ENLIGHTENING LEGISLATORS
The state of Washington is taking Shonkoff's work and similar research by others
very seriously. In 2005, the Bill & Melinda Gates Foundation, headquartered
in Seattle, announced that it would make $90 million in grants available
over 10 years to improve early learning in the state. In July of 2006,
the state announced its "Thrive by Five" initiative, a public-private
partnership co-chaired by Governor Christine Gregoire and Bill Gates,
Sr., that will enhance early learning and parent education programs.
The announcement
came on the heels of the creation of a new cabinet-level Department of
Early Learning.
State Representative Ruth Kagi, a board member of "Thrive by Five," recalls Shonkoff's address last year to the National Council of State Legislatures on the importance of early childhood development.

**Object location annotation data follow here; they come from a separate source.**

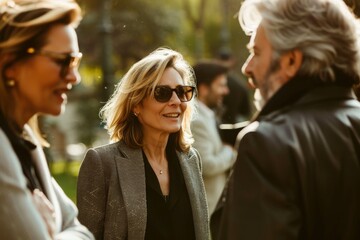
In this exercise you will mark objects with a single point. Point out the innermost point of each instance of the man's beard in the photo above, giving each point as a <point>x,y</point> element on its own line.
<point>261,99</point>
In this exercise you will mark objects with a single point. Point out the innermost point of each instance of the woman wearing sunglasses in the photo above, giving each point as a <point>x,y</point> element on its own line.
<point>39,56</point>
<point>147,184</point>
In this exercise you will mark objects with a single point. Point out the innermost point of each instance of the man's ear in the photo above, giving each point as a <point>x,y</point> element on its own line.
<point>292,62</point>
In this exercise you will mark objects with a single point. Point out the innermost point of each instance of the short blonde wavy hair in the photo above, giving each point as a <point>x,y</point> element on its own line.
<point>138,83</point>
<point>24,24</point>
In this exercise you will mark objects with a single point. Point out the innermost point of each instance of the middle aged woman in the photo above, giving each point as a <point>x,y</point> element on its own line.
<point>147,184</point>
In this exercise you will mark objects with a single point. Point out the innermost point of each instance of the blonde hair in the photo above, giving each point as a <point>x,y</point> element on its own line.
<point>138,83</point>
<point>326,31</point>
<point>24,24</point>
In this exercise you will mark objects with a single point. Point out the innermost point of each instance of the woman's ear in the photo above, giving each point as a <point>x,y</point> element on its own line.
<point>10,71</point>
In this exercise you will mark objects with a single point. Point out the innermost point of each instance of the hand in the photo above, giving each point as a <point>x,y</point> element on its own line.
<point>46,210</point>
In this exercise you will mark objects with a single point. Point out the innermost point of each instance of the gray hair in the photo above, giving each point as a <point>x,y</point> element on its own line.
<point>325,31</point>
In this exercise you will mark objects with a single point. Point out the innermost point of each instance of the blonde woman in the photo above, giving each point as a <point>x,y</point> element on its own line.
<point>39,56</point>
<point>147,184</point>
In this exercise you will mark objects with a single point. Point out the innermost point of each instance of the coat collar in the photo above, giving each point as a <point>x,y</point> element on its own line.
<point>303,89</point>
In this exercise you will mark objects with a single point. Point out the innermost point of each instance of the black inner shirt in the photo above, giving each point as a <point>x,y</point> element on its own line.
<point>168,217</point>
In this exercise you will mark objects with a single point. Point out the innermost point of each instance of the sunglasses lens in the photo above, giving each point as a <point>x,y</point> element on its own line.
<point>184,93</point>
<point>162,93</point>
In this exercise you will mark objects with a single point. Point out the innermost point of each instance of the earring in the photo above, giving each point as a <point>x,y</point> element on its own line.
<point>10,82</point>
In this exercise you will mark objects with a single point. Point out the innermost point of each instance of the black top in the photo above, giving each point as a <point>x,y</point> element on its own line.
<point>22,149</point>
<point>168,218</point>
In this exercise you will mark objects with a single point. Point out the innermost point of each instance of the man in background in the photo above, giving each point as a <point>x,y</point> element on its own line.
<point>217,158</point>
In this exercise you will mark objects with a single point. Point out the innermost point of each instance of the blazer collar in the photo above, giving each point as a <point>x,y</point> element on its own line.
<point>131,173</point>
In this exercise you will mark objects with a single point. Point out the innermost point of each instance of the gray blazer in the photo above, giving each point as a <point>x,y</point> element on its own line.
<point>112,192</point>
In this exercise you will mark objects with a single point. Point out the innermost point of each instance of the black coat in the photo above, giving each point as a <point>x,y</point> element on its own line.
<point>297,174</point>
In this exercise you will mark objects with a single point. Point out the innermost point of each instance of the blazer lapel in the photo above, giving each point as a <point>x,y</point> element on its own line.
<point>131,172</point>
<point>192,177</point>
<point>40,163</point>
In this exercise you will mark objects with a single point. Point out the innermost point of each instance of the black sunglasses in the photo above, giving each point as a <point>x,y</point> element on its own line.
<point>163,93</point>
<point>64,60</point>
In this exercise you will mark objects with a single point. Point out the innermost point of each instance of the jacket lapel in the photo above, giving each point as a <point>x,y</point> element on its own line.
<point>131,173</point>
<point>190,168</point>
<point>40,163</point>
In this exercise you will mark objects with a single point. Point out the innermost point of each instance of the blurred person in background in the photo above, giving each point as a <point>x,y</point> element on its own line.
<point>236,104</point>
<point>147,184</point>
<point>39,58</point>
<point>216,156</point>
<point>297,173</point>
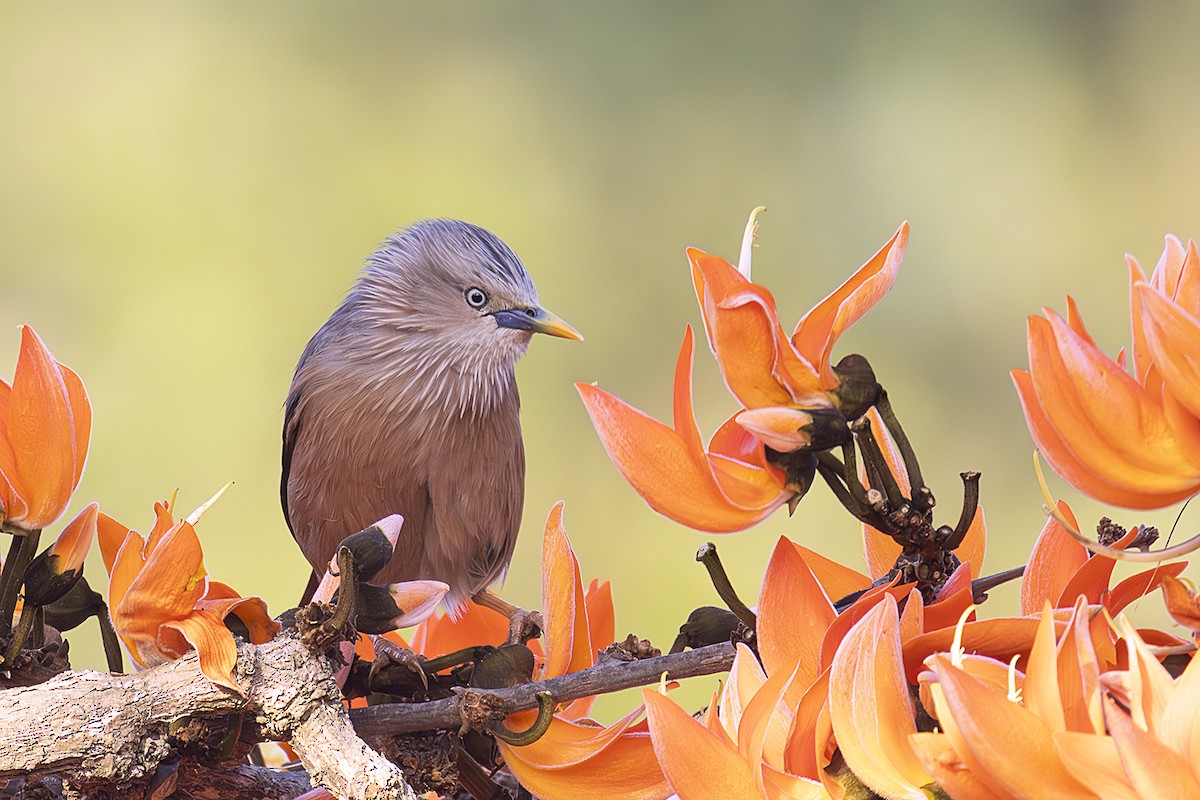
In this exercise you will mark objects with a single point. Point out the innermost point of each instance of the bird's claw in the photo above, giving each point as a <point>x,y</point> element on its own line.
<point>525,625</point>
<point>389,654</point>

"There were conservative legislators at the conference who have opposed early learning legislation for years. One key legislator changed her entire view of early learning and the importance of the legislature acting," remembers Kagi. "Jack put all the pieces together--how early brain formation becomes the foundation for the rest of the learning years; the importance of relationships between adults and children; the terrible impact of abuse and neglect on brain development; and how all these factors affect success in school."
"Jack is invaluable to policy makers," Kagi says. "He can explain the research and how to apply it."